When buying packaged roses, you can’t inspect roots, but you can check the canes so the recommendations above apply. You can also feel the weight of the container; if the plant is held in moist sawdust or other similar material, it will weigh less if it is dry than if it is moist, so a heavier container is probably a better buy. Some suppliers apply a thin coat of paraffin on the canes to reduce moisture loss and enable them to keep the plants out of the ground and in transit for longer periods of time. Don’t buy waxed roses. They may look nice but your plant has to grow through that wax and it may slow the development of bud eyes.

Don’t buy dried out roses. You may think that the rose bush will “perk up” when you plant it. That’s not necessarily true. Adjusting to a new environment takes a lot of energy on a rose’s part. Putting it in the ground when it is already stressed just decreases the odds of having healthy, productive plants.

Buy your bareroot roses early in the season before the plants leaf out. You want to conserve their energy to do their leafing out in your garden once they are in the ground.

Make sure your roses have tags so that you can properly identify them. Tags are usually small (quarter size), made out of weather-tough metal and attached to rose plant at the base with a twist of wire. The tags contain standard key information – the first line will have the name that has been registered with the American Rose Society to protect it from being used on another rose; the second line is a code name that identifies and credits the hybridizer (in CAPS) then lower case letters that follow may flag the roses’ parentage or be a unique code. This is the identification of the plant before it was given a popular name for introduction into commerce.

Buying Mail order

You can buy roses all year round, through many types of outlets – rose specialist nurseries, general nurseries, garden centers, the Internet, supermarkets and big box stores. Most of these carry roses during the bareroot season, and through the spring. Mail order provides the greatest selection of roses, often debuting exciting new varieties that are not produced in enough quantity to make it into national distribution. While you can’t inspect before purchase, as long as you buy from reputable sources that guarantee safe arrival and successful growth and will replace plants that are unsatisfactory, you have little risk.

In addition to the best selection, when buying by mail order (or the Internet) there is no middleman, there is less handling as you are generally getting the roses directly from the grower; the plants are likely to be fresher and better quality and it is a shorter trip between their field and your garden. As specialists, they can provide top quality because they best know-how to harvest, store and ship their product. You get a guarantee – they are ready, willing and able to stand behind the quality of their product. You can also get reliable information and expert advice.

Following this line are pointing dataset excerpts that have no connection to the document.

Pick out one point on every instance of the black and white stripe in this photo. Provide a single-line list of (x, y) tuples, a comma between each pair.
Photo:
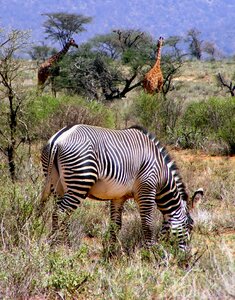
[(115, 165)]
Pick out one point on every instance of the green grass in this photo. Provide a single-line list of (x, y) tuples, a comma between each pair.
[(30, 268)]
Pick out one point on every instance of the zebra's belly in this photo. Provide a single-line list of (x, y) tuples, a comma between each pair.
[(109, 190)]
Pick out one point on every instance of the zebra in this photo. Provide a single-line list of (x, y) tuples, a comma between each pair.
[(113, 165)]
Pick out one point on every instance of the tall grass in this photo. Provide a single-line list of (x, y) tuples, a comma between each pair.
[(29, 267)]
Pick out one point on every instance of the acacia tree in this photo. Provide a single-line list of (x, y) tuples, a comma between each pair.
[(108, 66), (13, 129), (41, 52), (60, 27), (195, 44)]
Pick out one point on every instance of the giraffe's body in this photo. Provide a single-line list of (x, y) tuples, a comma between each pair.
[(45, 69), (153, 79)]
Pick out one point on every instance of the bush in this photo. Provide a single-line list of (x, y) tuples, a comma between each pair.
[(212, 120), (49, 114), (157, 114)]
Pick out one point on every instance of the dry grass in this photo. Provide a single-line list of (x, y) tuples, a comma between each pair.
[(30, 269)]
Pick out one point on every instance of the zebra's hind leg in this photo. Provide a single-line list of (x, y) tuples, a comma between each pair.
[(60, 224), (110, 246), (116, 208), (146, 208)]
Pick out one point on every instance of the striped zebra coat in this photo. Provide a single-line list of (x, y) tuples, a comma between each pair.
[(86, 161)]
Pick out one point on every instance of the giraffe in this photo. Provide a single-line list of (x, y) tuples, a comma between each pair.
[(45, 70), (153, 79)]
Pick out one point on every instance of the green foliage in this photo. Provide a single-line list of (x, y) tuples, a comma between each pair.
[(65, 274), (61, 26), (55, 113), (157, 114), (213, 119)]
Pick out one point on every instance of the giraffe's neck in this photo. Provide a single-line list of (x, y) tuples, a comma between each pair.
[(158, 57), (57, 57)]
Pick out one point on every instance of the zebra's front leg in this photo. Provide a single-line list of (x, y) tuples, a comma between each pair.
[(116, 208), (146, 208), (60, 221)]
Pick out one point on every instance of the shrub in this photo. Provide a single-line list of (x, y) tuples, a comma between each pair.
[(212, 120), (157, 113), (48, 114)]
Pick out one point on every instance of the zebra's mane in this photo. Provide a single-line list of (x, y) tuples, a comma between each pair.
[(168, 160)]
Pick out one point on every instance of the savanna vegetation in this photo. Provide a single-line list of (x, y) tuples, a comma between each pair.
[(100, 84)]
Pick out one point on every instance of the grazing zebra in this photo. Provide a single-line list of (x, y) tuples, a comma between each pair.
[(105, 164)]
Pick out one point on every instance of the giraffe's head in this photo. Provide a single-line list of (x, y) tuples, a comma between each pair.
[(72, 42)]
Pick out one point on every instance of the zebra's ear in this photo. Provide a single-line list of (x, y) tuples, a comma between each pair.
[(197, 198)]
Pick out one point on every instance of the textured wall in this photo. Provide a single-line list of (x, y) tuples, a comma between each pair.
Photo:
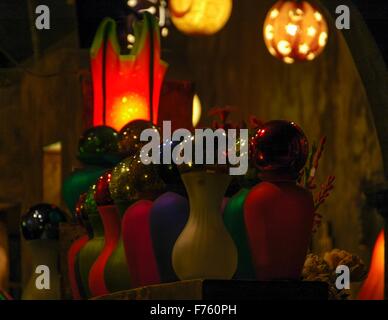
[(325, 97)]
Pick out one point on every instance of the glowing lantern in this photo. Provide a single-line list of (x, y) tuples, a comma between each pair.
[(200, 17), (373, 286), (126, 87), (295, 31)]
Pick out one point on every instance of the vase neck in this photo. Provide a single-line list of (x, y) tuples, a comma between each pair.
[(97, 226), (112, 223), (44, 252), (205, 191)]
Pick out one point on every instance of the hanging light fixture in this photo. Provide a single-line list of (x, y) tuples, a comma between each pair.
[(126, 87), (295, 31), (200, 17), (157, 8)]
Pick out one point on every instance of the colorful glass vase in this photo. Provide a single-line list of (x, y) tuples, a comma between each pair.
[(169, 215), (75, 248), (279, 213), (43, 253), (235, 224), (90, 252), (116, 275), (112, 228), (205, 249), (138, 244)]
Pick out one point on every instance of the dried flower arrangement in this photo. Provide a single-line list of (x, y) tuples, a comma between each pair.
[(324, 269)]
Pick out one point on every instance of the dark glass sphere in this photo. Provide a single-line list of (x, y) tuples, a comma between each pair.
[(42, 222), (98, 140), (279, 148), (129, 137), (102, 194), (169, 172), (132, 180)]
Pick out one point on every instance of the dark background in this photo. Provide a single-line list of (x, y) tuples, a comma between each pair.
[(15, 33)]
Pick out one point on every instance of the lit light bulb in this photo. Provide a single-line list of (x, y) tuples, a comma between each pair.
[(197, 110), (132, 3)]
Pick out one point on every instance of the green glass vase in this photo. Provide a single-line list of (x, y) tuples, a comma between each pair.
[(90, 252), (235, 224), (44, 256), (116, 271)]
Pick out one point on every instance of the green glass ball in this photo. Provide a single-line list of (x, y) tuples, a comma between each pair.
[(132, 180), (129, 137), (99, 145)]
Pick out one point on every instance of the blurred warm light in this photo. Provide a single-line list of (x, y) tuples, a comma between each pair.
[(197, 110), (295, 31), (132, 3), (200, 17), (128, 108), (373, 286)]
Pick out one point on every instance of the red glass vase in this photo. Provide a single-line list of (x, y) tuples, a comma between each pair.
[(71, 263), (279, 219), (138, 244), (112, 228)]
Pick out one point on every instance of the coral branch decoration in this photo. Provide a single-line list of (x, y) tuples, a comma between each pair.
[(308, 180), (323, 269)]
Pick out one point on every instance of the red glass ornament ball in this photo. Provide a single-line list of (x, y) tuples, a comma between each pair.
[(279, 146)]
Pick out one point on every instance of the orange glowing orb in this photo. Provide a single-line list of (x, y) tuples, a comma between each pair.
[(128, 108), (200, 17), (373, 286), (295, 31)]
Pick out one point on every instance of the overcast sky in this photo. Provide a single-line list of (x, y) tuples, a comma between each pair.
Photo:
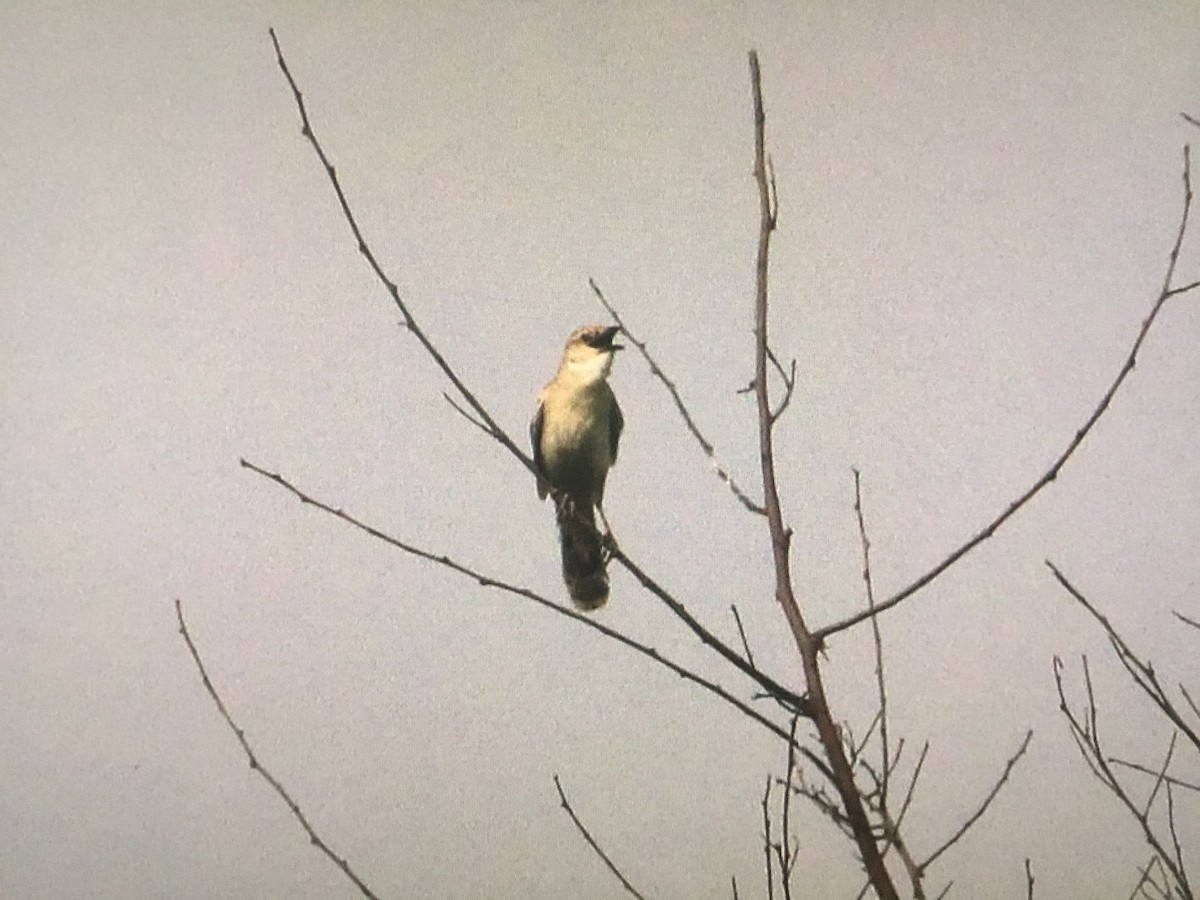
[(976, 211)]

Many times we want to support our local businesses and that is a good thing. This gives you the chance to select exactly which plant we want. You can find a good selection of roses at most nurseries and garden centers, home improvement and discount stores. Go into this purchase in the same way you would for anything else – as an educated shopper. But remember, growers that sell bargain roses have a big need to reduce costs and little need to control diseases, viruses or be concerned about quality. Remember the wise words – “If it looks too good to be true, it probably is.”

After growing roses for nearly twenty years, I’ve learned that roses are hardy plants, and you can’t go too wrong if you buy a good healthy plant, give it a good location with sun and water and get ready to watch it perform!